What a House Should Be???

By E.C.Gardner , revised 1895

"It appears, Jack, my dear, to be absolutely indispensable to our future happiness that the house shall front north, south, east and west."

"Let's build it on a pivot."

"We must not have large halls to keep warm in cold weather, and we must have large halls 'for style.' The stories must not be less than eleven nor more than nine feet high. It must be carpeted throughout and all the floors must be bare. It must be warmed by steam and hot water and furnaces and fireplaces and base-burners and coal grates."

"We shan't have to go away from home to get into purgatory, shall we?"

"Hush! The walls of the rooms must be calcimined, painted, frescoed and papered; they must be dyed in the mortar, finished with leather, with tiles, with tapestry and with solid wood panels. There must be blinds—outside blinds, awnings, inside shutters, rolling blinds, Venetian shades and no blinds at all. There must be wide, low-roofed piazzas all around the house, so that we can live out of doors in the summer, and on no account must the sun be excluded from the windows of the first story by piazza roofs.

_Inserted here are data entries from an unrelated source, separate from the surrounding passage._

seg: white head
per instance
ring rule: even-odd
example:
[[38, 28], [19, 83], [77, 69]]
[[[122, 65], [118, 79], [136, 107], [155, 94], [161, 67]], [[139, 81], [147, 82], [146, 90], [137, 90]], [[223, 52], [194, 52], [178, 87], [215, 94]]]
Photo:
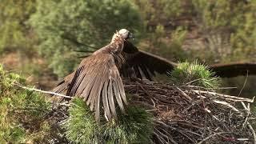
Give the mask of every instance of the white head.
[[112, 38], [112, 41], [114, 40], [117, 37], [122, 37], [122, 39], [127, 40], [129, 38], [134, 38], [134, 34], [130, 33], [126, 29], [121, 29], [119, 31], [118, 31], [116, 34], [114, 34]]

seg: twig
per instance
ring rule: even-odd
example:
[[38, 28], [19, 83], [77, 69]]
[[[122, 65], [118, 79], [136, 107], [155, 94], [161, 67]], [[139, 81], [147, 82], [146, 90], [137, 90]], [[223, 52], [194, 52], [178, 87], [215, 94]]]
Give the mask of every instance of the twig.
[[40, 92], [40, 93], [53, 94], [54, 96], [73, 98], [73, 97], [70, 97], [70, 96], [67, 96], [67, 95], [54, 93], [54, 92], [52, 92], [52, 91], [45, 91], [45, 90], [38, 90], [38, 89], [35, 89], [35, 88], [26, 87], [26, 86], [24, 86], [21, 85], [20, 83], [17, 83], [17, 82], [14, 85], [16, 85], [18, 87], [21, 87], [22, 89], [26, 89], [26, 90], [31, 90], [31, 91], [37, 91], [37, 92]]
[[241, 112], [237, 108], [234, 107], [232, 105], [230, 105], [230, 103], [228, 103], [226, 102], [222, 102], [222, 101], [218, 101], [218, 100], [213, 100], [213, 102], [214, 102], [215, 103], [218, 103], [218, 104], [222, 104], [226, 106], [228, 106], [228, 107], [231, 108], [232, 110], [234, 110], [234, 111], [241, 114]]
[[184, 96], [184, 97], [186, 97], [190, 102], [191, 102], [192, 101], [192, 98], [190, 97], [190, 96], [188, 96], [184, 91], [182, 91], [180, 88], [178, 88], [178, 87], [176, 87], [177, 88], [177, 90], [178, 90], [182, 94], [182, 95]]
[[240, 95], [241, 95], [241, 94], [242, 94], [242, 91], [243, 90], [243, 89], [245, 88], [245, 86], [246, 86], [246, 82], [247, 82], [248, 75], [249, 75], [249, 72], [248, 72], [248, 70], [247, 70], [246, 78], [245, 82], [243, 82], [243, 85], [242, 85], [242, 89], [240, 90], [240, 92], [239, 92], [238, 97], [240, 97]]
[[218, 97], [222, 97], [222, 98], [234, 98], [234, 100], [242, 100], [244, 102], [254, 102], [254, 97], [252, 99], [250, 98], [241, 98], [241, 97], [236, 97], [236, 96], [232, 96], [232, 95], [226, 95], [226, 94], [218, 94], [215, 92], [210, 92], [210, 91], [203, 91], [203, 90], [192, 90], [197, 94], [213, 94], [214, 96], [218, 96]]
[[208, 137], [206, 137], [206, 138], [204, 138], [203, 140], [202, 140], [201, 142], [198, 142], [198, 144], [202, 144], [202, 142], [207, 141], [208, 139], [216, 136], [216, 135], [219, 135], [219, 134], [229, 134], [228, 132], [220, 132], [220, 133], [215, 133], [214, 134], [211, 134]]
[[248, 125], [248, 127], [250, 129], [251, 132], [253, 133], [254, 140], [254, 143], [256, 144], [256, 134], [255, 134], [255, 131], [254, 131], [253, 126], [249, 122], [247, 122], [247, 125]]

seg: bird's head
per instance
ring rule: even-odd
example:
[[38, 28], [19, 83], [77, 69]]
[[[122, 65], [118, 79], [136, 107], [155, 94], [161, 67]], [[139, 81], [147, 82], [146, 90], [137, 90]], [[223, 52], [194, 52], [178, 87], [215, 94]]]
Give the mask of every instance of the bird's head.
[[119, 31], [117, 31], [113, 38], [112, 42], [118, 40], [118, 39], [122, 39], [124, 41], [129, 39], [129, 38], [134, 38], [134, 34], [130, 33], [126, 29], [121, 29]]

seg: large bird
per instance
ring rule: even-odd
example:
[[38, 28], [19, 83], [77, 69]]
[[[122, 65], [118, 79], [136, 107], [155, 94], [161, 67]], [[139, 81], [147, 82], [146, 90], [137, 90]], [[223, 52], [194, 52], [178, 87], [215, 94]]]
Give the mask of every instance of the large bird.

At least eight patent sanitary plumbing articles, and as many cooking ranges, are each the only one safe and fit to be used. The house must be high and low—"

"I'm Jack and you shall be game—"

"It must be of bricks, wood and stone, separately and in combination; it must be Queen Anne, Gothic, French, Japanesque and classic American, and it must be painted all the colors of an autumn landscape."

"Well, there's one comfort," said Jack; "you haven't paid for this advice, so you won't be obliged to take it in order to save it."

"I should think not, indeed, but that isn't the trouble. These letters are from my special friends, wise, practical people, who know everything about building and housekeeping, and they speak from solemn conviction based on personal experience."

"Moral: When the doctors differ, do as you please."